Sheriff Morris Bingham is dead and frankly, not a lot of people seem to be sad about it. When hotshot special prosecutor Salvatore Cassella hits Wahredua and takes over the investigation, he stomps on a few toes and relegates Hazard and Somers to doing the preliminary grunt work while a hand-picked investigative team of outsiders handles the heavy lifting. And like the glad-handing politician Cassella is, he isn’t above a little lying, ass-kissing, and feather smoothing to get his way—the smarm oozes from his pores, and Ashe added it liberally. Cassella has an agenda and this high-profile case is just what he needs, this and Wahredua as the litmus test for running as an out gay candidate for the Missouri state legislature. Things also get interesting and the tension mounts when Cassella sets his sights on Hazard’s boyfriend, Nico. The one thing Cassella didn’t count on, however, was meeting his match in Detective Emery Hazard.

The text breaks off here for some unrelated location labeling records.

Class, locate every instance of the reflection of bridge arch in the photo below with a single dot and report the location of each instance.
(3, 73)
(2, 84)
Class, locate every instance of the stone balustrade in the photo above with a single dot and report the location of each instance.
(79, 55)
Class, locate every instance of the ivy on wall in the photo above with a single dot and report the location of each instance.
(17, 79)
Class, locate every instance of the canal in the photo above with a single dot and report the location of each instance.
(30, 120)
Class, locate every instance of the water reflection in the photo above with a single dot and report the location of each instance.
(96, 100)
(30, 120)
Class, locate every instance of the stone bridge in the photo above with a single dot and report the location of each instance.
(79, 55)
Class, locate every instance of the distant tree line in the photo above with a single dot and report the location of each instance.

I liked all the little tipping points in the story that led to Emery and John-Henry solving the case. They excel at playing good cop/bad cop, because their personalities lend themselves to those roles—Somerset the consummate charmer and Hazard the prickly intimidator (apropos of nothing, I’ve often wondered if Emery might be on the Autism Spectrum)—and they are nothing if not tenacious when it comes to doing the job they’ve been hired to do. As usual, there were enough potential suspects to keep this from being an open and shut investigation, in spite of it appearing so at first blush, and consequently, there was enough to keep me guessing until the big reveal. There are red herrings and leads that go nowhere, and three more deaths complicate the investigation of Bingham’s murder all the more.

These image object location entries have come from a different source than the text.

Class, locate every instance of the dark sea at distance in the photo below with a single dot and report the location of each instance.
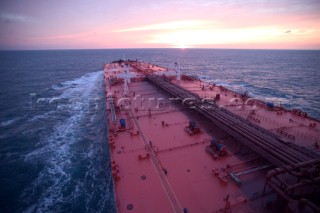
(54, 154)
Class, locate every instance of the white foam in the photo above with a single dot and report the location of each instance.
(54, 150)
(9, 122)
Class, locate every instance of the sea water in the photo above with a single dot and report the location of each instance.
(54, 155)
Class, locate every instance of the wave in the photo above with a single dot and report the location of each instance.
(55, 187)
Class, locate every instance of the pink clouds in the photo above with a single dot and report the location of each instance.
(145, 23)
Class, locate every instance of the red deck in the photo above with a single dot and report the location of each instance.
(159, 167)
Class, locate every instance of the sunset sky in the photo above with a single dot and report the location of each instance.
(91, 24)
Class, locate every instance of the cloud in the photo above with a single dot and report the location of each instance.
(7, 17)
(173, 25)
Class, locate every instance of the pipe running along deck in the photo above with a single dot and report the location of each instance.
(263, 142)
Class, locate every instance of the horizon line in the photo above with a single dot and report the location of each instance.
(127, 48)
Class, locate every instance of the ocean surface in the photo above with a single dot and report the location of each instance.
(54, 155)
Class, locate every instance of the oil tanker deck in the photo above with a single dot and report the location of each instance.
(178, 144)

But, I loved all the little tipping points that led Hazard and Somerset to finally open up to each other. Gregory Ashe has mastered the element of relationship tension between these two characters, as we readers have been offered a voyeur’s view of each man’s inscape but have watched them outwardly swallow their feelings and give in to their fear of rejection. It was the “please” that caught my attention, to paraphrase a certain dread pirate, and that was the moment it became obvious to both of them that they were gone on each other in a big way.
It doesn’t take a super sleuth to come to the conclusion that the new direction Hazard and Somerset’s relationship is taking isn’t going to be all moonlight and roses. There’s still corruption and plenty of other criminal activity in Wahredua, more people to die, as the case may be, and now there’s the small matter of John-Henry’s ex-wife and little girl for Emery to navigate. This promises to be good.
With impeccable narrative instincts and characters I’ve grown attached to, Gregory Ashe seems incapable of a storytelling misstep. He’s served up yet another excellent installment in the Hazard and Somerset series, and fortunately the wait for the next book isn’t long.